3. The third step involves challenging your negative beliefs. Turn your page over and again, divide it in two. One by one, write out the negative beliefs that came up and deal with them using the 3 R’s:
* Refute them: be objective and try to find evidence that is counter to the belief. For example, if “I’m too lazy to lose weight” comes up, look for other goals in your life that you aren’t too lazy to achieve.
* Replace them: write out the opposite, positive statement. For example, “I don’t deserve to be thin” becomes “I, just like everyone else, deserve to be thin.”
* Run through them: by repeating the positive affirmation over and over, eventually your mind will get tired of protesting.
Do this exercise daily for 30 days and watch what happens. You might start noticing changes almost immediately, but to get the full effect, you must give it time and be consistent.
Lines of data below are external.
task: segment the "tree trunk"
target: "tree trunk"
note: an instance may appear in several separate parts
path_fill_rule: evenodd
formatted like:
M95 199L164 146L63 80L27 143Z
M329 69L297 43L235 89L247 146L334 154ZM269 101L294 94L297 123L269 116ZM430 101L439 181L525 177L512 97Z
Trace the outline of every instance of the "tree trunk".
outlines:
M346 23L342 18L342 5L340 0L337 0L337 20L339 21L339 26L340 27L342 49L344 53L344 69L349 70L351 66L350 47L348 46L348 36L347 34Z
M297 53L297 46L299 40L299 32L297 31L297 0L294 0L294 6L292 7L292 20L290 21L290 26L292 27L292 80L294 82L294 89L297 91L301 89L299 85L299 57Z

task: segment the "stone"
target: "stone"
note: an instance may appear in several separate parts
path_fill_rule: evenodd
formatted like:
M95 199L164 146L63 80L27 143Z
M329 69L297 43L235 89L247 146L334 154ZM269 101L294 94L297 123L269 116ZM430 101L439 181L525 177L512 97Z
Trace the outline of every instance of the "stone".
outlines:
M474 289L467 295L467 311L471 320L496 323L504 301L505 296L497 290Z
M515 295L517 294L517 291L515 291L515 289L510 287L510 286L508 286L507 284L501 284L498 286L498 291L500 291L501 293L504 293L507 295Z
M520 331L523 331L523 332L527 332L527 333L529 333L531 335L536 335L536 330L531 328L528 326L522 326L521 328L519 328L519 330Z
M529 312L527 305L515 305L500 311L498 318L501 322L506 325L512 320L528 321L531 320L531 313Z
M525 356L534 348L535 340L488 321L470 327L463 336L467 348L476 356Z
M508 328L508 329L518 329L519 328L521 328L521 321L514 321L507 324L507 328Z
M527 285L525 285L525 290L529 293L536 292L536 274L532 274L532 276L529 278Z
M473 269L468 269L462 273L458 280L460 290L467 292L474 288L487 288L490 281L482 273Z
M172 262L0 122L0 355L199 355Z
This really does work, but if you find it difficult to get in touch with your limiting beliefs or uncover beliefs that are disturbing to you, you may want to consider reaching out to someone that can help.
* This exercise has been adapted from Lynne Grodzki’s “Building Your Ideal Private Practice.”
If I lose the weight, I’ll be happy
I read a nice little post today by Oprah’s personal trainer, Bob Greene: http://www.oprah.com/omagazine/200708/omag_200708_worry_101.jhtml
In it, he describes the familiar pattern that a lot of people who struggle with their weight get sucked into: “If only I could lose X pounds, I’d be happier.” Think about whether you’ve ever had this thought, consciously or subconsciously. If so, does it help motivate you? Or does the fear of actually losing the weight and then not being happy hold you back? What can you do today to actually be happier, whether or not you actually lose the weight?